Alicia wasn’t sure what she wanted to do, but an apprenticeship at the RNLI helped her find her passion building a lifeboat station!
I'm Alicia Clifford, and I am an Estates Engineer for the RNLI.
I don't think that I followed a typical route into engineering, and I wasn't one of those people that knew outright from the beginning that's what I wanted to do with my life.
I was very unsure and I spent quite a lot of time floating around different options, doing lots of work experience with different careers, different jobs, trying to speak to people because nothing was really jumping out saying, pick me and you should do this as a career.
But I did end up doing my A Levels with 3 sciences, English and maths. So I kind of fell into the STEM route quite quickly.
When an opportunity to do an engineering apprenticeship kind of came up to apply for, I thought I should go for it, and that was kind of how I got into it. So I did kind of fall into it, but it has worked out for the best.
I think if you are struggling and you're lost and you don't really know what you want to do - or you don't know which path to follow, just go and talk to people and ask them lots of questions.
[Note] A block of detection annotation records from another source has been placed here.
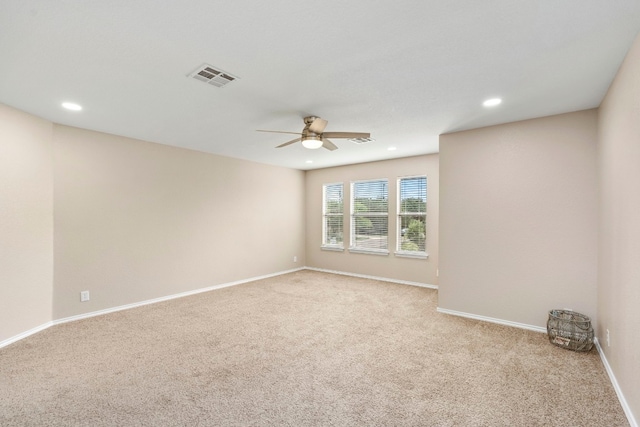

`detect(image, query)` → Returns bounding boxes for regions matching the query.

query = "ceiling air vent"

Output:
[189,64,238,87]
[349,138,375,144]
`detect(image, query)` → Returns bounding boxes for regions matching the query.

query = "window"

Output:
[322,183,344,249]
[397,176,427,257]
[350,179,389,254]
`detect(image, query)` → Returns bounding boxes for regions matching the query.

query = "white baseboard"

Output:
[0,267,304,348]
[53,267,304,325]
[304,267,438,289]
[0,322,53,348]
[436,307,547,334]
[593,338,638,427]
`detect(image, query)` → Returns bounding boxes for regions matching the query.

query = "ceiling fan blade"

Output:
[276,138,302,148]
[322,138,338,151]
[256,129,302,135]
[322,132,371,138]
[309,117,329,134]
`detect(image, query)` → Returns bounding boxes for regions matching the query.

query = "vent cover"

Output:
[189,64,238,87]
[349,138,375,144]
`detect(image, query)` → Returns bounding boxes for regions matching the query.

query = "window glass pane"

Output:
[398,176,427,252]
[322,184,344,246]
[400,176,427,213]
[351,180,389,250]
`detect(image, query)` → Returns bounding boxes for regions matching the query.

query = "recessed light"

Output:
[62,102,82,111]
[482,98,502,107]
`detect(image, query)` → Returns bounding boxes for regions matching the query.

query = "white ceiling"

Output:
[0,0,640,169]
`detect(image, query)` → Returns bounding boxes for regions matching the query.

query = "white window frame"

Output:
[349,178,389,255]
[321,182,345,251]
[395,175,429,259]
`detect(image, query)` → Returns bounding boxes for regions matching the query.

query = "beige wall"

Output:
[53,125,304,319]
[306,154,439,285]
[597,32,640,421]
[0,104,53,342]
[438,110,597,327]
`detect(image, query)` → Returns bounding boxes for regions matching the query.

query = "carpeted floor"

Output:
[0,270,628,427]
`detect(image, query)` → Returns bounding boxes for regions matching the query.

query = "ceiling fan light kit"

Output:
[258,116,371,151]
[302,136,322,150]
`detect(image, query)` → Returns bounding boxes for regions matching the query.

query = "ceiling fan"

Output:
[258,116,371,151]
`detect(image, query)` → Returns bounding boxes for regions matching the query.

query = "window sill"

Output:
[394,251,429,259]
[349,248,389,256]
[320,245,344,252]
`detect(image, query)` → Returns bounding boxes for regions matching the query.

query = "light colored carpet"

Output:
[0,270,628,426]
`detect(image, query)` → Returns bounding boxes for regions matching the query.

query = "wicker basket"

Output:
[547,310,593,351]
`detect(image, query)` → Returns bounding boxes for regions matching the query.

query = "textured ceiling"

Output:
[0,0,640,169]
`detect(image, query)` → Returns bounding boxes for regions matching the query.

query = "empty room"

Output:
[0,0,640,427]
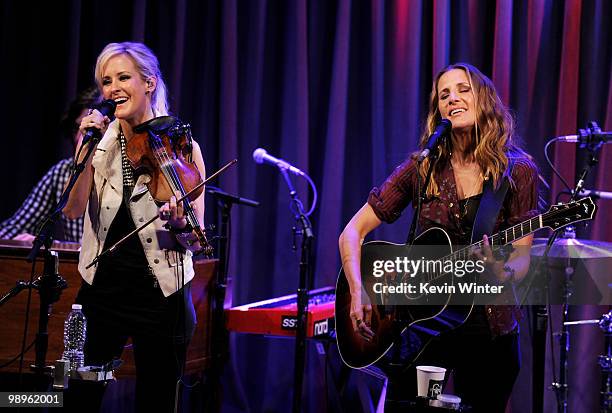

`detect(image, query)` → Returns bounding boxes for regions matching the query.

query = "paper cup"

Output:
[417,366,446,399]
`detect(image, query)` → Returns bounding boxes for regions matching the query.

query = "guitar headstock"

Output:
[542,197,597,230]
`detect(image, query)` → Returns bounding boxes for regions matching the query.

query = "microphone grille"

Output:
[96,99,117,118]
[253,148,268,163]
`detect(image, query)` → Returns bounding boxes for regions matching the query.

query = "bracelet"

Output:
[164,222,193,235]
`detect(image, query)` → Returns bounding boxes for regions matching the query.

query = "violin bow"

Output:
[85,159,238,269]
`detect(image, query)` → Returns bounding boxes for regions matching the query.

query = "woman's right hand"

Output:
[351,291,374,341]
[79,109,110,141]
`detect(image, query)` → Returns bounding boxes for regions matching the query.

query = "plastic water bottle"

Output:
[62,304,87,371]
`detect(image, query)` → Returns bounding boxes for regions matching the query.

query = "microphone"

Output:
[417,119,453,162]
[83,99,117,145]
[556,122,612,147]
[579,189,612,200]
[557,132,612,143]
[253,148,306,176]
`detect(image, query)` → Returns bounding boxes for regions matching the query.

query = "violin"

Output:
[126,116,213,255]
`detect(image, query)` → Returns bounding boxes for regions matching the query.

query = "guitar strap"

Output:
[472,172,510,243]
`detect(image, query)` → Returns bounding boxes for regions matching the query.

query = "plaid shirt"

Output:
[0,158,83,242]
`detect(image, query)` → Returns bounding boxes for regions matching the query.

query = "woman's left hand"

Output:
[159,193,187,230]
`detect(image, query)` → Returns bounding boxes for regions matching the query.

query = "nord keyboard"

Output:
[225,287,336,337]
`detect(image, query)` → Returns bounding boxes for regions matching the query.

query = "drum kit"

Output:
[531,228,612,412]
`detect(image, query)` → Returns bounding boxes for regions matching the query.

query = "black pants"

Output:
[66,274,195,412]
[385,308,520,413]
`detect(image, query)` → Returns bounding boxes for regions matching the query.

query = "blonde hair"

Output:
[94,42,168,117]
[418,63,530,196]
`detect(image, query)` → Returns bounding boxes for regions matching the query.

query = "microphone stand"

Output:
[406,151,439,245]
[525,126,604,413]
[390,150,440,370]
[0,136,100,383]
[206,186,259,411]
[279,168,314,413]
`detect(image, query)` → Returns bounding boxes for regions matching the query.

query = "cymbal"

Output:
[531,238,612,258]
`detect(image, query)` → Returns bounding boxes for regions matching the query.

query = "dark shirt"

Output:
[368,154,539,335]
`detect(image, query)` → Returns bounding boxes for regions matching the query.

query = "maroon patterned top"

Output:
[368,158,539,335]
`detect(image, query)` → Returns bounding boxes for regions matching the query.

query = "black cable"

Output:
[0,339,36,369]
[18,259,36,390]
[544,138,572,193]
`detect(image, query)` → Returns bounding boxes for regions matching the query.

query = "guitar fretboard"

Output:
[423,198,595,281]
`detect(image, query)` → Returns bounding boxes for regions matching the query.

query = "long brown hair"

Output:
[418,63,530,196]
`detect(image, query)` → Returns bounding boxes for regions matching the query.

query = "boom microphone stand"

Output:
[280,168,314,413]
[206,186,259,411]
[525,122,604,413]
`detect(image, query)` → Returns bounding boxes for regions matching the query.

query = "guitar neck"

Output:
[448,214,545,260]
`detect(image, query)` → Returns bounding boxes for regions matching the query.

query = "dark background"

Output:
[0,0,612,411]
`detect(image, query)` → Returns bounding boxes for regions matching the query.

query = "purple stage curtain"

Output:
[0,0,612,412]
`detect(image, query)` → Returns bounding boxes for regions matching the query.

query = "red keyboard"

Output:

Go and try things. Go and seek out work experience, go and speak to people and just find something that does take you interest.
If you enjoy it, then go for it. Don't do what people tell you to do, just do what is your gut instinct that makes you happy, and you enjoy doing.
The most interesting project I worked on was having the opportunity to start a new project from scratch, where we needed to build a new lifeboat station.
The boat was changing from a smaller boat to a bigger boat, and the station was just not big enough to be able to fit it anymore. It was quite a challenging project though, because there were so many different variables that we had to problem solve to make happen and make everyone feel like their interests were being met.
There was so many different stakeholders involved that we had to kind of put all the different pieces together of the puzzle, and put them together to make it all work.
There was just so many different factors, so that was a really exciting project to be able to negotiate and liaise with different people and all while trying to design and engineer this amazing building.
The facility was going to help people save lives at sea, which is just such a rewarding thing to kind of put together and work towards, so it was really exciting.
If I was talking to my younger self, I'd say to not be scared of trying things, to follow my gut and go and just give it a go - because nobody can tell you off for giving it a go.
You'll only find out whether you like something or if you don't like something, if you try and find out.